His name is Chris Carter of Bobber's Discount Tackle here in Lakeland. He is formerly of Jupiter. He's been building rods for 23 years and he still builds custom rods for Capt. Bart Miller (Black Bart).


----------



## mwhuffman (Jun 16, 2004)

Sweet!


----------



## eaglesfanguy (May 1, 2003)

Awsome... but shouldnt there be a Snook on it?.lol Perrrrty pomp rod though....


----------



## SnookMook (Jan 7, 2004)

Thanks guys. I thought about putting a snook under my name, but decided to just go with it the way it is. 

It's only used for pomps and the occasional bycatch whiting.


----------



## barty b (Dec 31, 2004)

Looks good...You do realize that that's a Permit though


----------



## SnookMook (Jan 7, 2004)

Permit/Pompano, close enough. Supposedly it's really hard to find a pompano sticker. LOL


----------



## barty b (Dec 31, 2004)

I know..I've been trying to find one for a while with no luck. I'm building a rod for a friend right now,and he asked if I would put a Pomp decal on it. I said "sure,as long as you dont mind that it's a permit!"


----------



## clinder (Mar 2, 2005)

barty b said:


> I know..I've been trying to find one for a while with no luck. I'm building a rod for a friend right now,and he asked if I would put a Pomp decal on it. I said "sure,as long as you dont mind that it's a permit!"
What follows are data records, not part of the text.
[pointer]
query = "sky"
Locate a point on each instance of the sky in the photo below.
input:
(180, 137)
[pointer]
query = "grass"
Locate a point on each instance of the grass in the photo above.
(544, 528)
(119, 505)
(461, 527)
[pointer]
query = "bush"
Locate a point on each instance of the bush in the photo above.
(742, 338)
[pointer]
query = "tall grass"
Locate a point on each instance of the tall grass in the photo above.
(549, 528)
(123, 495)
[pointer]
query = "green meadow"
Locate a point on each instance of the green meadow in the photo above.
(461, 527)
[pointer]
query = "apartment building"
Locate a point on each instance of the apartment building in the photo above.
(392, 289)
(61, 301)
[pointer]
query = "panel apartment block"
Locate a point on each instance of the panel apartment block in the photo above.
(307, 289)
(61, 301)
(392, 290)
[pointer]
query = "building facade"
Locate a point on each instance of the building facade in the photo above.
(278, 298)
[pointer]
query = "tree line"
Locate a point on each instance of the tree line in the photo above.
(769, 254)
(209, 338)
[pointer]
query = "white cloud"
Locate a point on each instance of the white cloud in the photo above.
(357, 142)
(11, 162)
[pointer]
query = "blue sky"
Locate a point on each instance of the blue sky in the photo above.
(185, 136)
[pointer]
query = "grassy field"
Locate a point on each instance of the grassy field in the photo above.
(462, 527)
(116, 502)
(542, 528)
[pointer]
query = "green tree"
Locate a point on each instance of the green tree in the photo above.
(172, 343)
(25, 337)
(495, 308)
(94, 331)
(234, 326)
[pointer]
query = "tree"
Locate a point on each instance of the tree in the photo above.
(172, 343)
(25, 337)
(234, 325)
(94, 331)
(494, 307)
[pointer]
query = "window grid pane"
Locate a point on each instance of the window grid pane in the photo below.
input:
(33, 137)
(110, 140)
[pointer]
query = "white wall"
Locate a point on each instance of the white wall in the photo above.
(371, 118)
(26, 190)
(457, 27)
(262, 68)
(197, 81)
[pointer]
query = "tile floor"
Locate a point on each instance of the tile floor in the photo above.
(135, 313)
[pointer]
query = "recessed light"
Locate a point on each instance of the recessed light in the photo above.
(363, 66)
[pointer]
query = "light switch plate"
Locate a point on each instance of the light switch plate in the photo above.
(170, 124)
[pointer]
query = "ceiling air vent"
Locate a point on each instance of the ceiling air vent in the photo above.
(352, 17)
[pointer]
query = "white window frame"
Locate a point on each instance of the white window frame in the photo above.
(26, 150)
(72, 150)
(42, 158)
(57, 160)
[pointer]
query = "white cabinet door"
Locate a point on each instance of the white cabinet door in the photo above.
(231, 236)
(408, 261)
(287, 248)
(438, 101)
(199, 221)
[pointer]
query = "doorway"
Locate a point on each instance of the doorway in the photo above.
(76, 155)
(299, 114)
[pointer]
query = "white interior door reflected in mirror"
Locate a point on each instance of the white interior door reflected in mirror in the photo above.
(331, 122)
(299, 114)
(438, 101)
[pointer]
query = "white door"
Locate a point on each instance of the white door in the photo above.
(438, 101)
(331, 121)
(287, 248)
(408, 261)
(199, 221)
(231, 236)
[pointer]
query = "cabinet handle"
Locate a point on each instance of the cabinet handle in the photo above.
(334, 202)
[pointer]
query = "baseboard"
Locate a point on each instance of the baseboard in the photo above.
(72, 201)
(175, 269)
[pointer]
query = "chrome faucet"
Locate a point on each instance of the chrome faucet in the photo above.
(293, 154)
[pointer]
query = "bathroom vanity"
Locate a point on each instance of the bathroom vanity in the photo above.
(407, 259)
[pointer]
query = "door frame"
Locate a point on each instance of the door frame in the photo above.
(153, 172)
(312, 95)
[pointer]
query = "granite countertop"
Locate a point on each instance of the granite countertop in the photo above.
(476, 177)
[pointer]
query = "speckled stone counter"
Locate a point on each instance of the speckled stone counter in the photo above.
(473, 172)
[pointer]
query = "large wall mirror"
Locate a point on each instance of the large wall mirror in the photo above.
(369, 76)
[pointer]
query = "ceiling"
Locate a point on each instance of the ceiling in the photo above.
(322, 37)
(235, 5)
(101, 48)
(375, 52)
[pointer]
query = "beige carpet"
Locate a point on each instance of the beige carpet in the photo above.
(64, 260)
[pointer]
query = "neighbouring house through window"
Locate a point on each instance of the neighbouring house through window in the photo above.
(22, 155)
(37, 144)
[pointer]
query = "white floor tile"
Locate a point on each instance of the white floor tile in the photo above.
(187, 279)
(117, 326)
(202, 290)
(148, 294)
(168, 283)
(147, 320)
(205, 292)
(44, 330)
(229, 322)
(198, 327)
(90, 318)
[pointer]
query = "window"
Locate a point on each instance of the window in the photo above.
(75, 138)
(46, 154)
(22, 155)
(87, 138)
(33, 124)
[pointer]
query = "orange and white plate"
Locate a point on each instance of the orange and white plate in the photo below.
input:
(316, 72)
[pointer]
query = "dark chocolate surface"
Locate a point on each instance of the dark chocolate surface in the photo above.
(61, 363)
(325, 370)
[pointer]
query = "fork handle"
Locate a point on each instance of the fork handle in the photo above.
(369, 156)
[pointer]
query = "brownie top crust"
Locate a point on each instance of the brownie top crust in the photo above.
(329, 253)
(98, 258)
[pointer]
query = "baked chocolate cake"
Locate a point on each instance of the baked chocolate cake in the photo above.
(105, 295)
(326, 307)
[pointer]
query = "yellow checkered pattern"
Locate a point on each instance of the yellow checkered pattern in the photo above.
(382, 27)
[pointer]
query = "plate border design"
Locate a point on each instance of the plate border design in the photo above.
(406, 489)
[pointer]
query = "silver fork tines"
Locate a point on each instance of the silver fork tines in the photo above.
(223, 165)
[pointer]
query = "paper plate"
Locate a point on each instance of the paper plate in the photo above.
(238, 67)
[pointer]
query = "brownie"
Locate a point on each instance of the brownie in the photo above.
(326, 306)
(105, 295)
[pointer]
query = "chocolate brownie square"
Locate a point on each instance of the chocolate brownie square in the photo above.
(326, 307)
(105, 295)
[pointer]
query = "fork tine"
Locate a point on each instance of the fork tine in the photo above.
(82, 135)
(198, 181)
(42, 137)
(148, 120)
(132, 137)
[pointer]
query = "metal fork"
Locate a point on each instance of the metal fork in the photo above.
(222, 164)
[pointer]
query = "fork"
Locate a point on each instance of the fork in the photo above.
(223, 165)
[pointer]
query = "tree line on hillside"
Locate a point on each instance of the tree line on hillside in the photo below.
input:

whtever barty said sounds good to me permit pomp>>>>>>>>>>>>


----------



## clinder (Mar 2, 2005)

eaglesfanguy said:


> Awsome... but shouldnt there be a Snook on it?.lol Perrrrty pomp rod though....


steve sorry bout the trip bud but the fellow were going with invited an old highschool friend and the home owner aint down with to many of us. I waited till the last moment to tell ya hoping he wouldnt go. I will call you if something changes and you can ride down the weekend if you like. its cudjoe key so we aint far from the main road!!!!!!!! ya think??????


----------



## SnookMook (Jan 7, 2004)

bartyb--If you find any pompano decals let me know. I've got a jigging rod I use on the West Coast I want to have done and I know a few other guys now that want to have a few rods done too.


----------



## eaglesfanguy (May 1, 2003)

No problem Chet. Ive been recruited by the old lady.. And since she took the days off.. i m taking her on a Cruise to the Bahamas.


----------



## SnookMook (Jan 7, 2004)

I smell a derail. Just to get it back on track. 

I think, all the old retired guys over in Vero and Port St. Lucie, including my Pop, are gonna be jealous. 

At least that's the b#@& busting BS, my Pop dropped on me tonight after telling him about the new wrap. He doesn't even have e-mail. LOL


----------



## clinder (Mar 2, 2005)

*thats some mighty fine decal work!! is that a convetional or spinning rod???*

sorry for the near de-rail it wasnt intended. my bad fellows. cause that is some beautiful work.


----------



## barty b (Dec 31, 2004)

SnookMook said:


> bartyb--If you find any pompano decals let me know. I've got a jigging rod I use on the West Coast I want to have done and I know a few other guys now that want to have a few rods done too.


will do.


----------